Thursday, August 18, 2016

Of All the Things That Are Hardest to Change…

I think ‘our minds’ often tops the list. It seems once we’ve made up our mind on something, nothing will move us from our spot. It’s as if we’ve taken a hill and, surrounded by enemies, we’ll staunchly defend it until the last gasp. Even if the hill is in fact made of sand, and we should probably abandon it before we sink into it and end up buried forever.

You can apply this metaphor on many levels, and probably more important levels (like relational or societal) than I’m about to apply it to, but at heart I’m writer – a storyteller – and that’s what this blog is about, after all. So to that end, I have to say that I’ve discovered a blog by an author and critic that’s made me rethink my attitudes towards some influential narratives. And that’s a rare thing in our world today.

His name is John Kenneth Muir, his blog is found at

Before you see any film (and after you see it as well), you should visit his site to find out if he’s written his thoughts on it. They are insightful and thought-provoking. Granted, most of his posts deal with cult works, or lesser-known, lightly regarded works, but I believe these offerings have just as much validity, or even more validity, than the mainstream ones. It’s the peripheral visions, the ones that slip under the radar, that often reveal the true image of ourselves and our world. They don’t pander to the commercial beast, aren’t homogenized for the masses, or the result of corporate boardroom focus-groups. They are created out of our most innate human traits - the inner need for expression, to find truth, to connect, to ask ‘why’.  They are created out of…love. And most of them deserve another look. A deeper look.

Case in point: I had written off James Cameron’s epic “Titanic”. Why, though? It was hard to verbalize. But Muir skewered my attitude with a few simple sentences:

Titanic certainly took the world by storm in December of 1997, but as always when a film proves this big and popular some people find it fashionable to participate in a "backlash" against it…  (They) believe they can distinguish themselves by mocking/protesting/boycotting a popular film.   Again, this approach is different from disliking a film on artistic grounds. This is merely contrariness for the sake of it.”

Yeah, that was me. But now I’m willing to approach it again, especially after he wraps his commentary with: “This is one of those big, entertaining Hollywood blockbusters where you can either play curmudgeon and stubbornly attempt to resist the tide, or let yourself be swept along into a compelling story, beautifully rendered.  I recommend the latter approach.”

In the decade-spanning arena of the James Bond films (of which I am a fan), I had similarly dismissed From Russia With Love as one of the weakest films. In direct contradiction, Muir pronounced “Many film scholars and long-time James Bond fans will tell you that Goldfinger…is the greatest of all the twenty-three 007 films, but I respectfully disagree with that assessment. The very best of them all is actually Goldfinger’s immediate predecessor, From Russia with Love.”

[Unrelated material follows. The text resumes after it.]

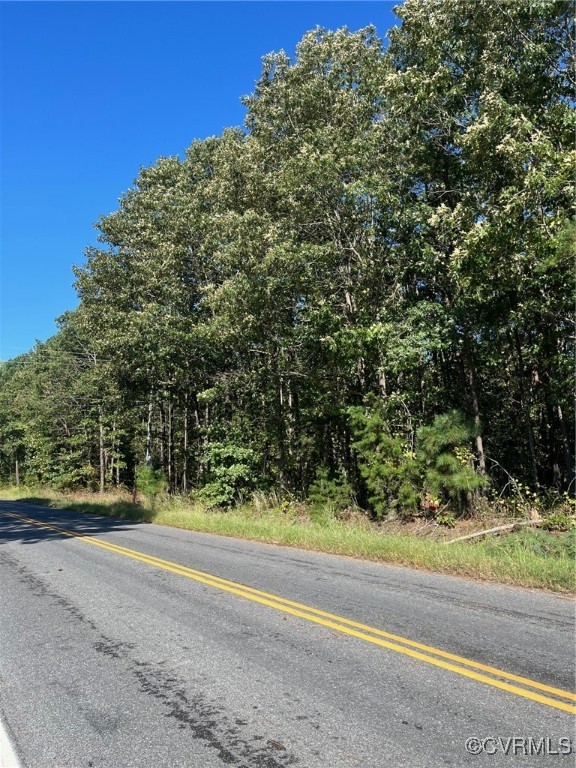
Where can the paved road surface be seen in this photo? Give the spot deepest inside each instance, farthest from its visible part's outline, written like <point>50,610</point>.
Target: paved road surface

I had to know why his opinion differed so greatly from my own. After reading his review, I still have some issues with the film, but I’ve moved my hill a lot closer to his camp. A lot closer.

Change can happen.

And nowhere is change happening more than with George Miller’s latest entry in the Mad Max narrative – Fury Road.

When I saw Fury Road, I didn’t like it. I kind of took it personally. For many years, The Road Warrior was my favorite film. It even edged out the Star Wars movies, and as a kid growing up in the 70’s, that’s saying a lot. So you can’t imagine how much I was looking forward to a new Max film – and how disappointed I was with it.

It wasn’t with the production values. Fury Road was visually spectacular. The acting was great. The… (oh, just see my previous blog entry). What I didn’t like was how they altered the main character and his role in the world – or more precisely how his role was seemingly supplanted by more dynamic characters. Again, I am a storyteller. To me, the story and characters take center stage over all the glitz and special effects. That’s exactly why I can watch older, “cheesier” stuff that my family scratches their heads at – I can look beyond low-budget effects, and find the strong, loving heart beneath.

So I was understandably unhappy with Miller’s latest release. But Muir dug deep into the film’s psychological underpinnings, and made me realize some aspects that I hadn’t considered. The primary one being that running away from a problem doesn’t fix it. Our problems only follow us. We bring them to a new location. Sometimes we need to turn around and face things we’d rather just escape from. Real change.

From a storytelling point of view, the movie’s still not perfect. In a messed-up, post-apocalyptic world, you can’t fix things so easily in the end. I felt they were reaching for a “feel good” resolution, which maybe can happen after a couple more movies with the new cast, but not so soon. But overall, my feelings have softened towards this film. Which is what I want – I want to love it. So thanks, John. Keep challenging us to look deeper. I’ll be visiting your site regularly.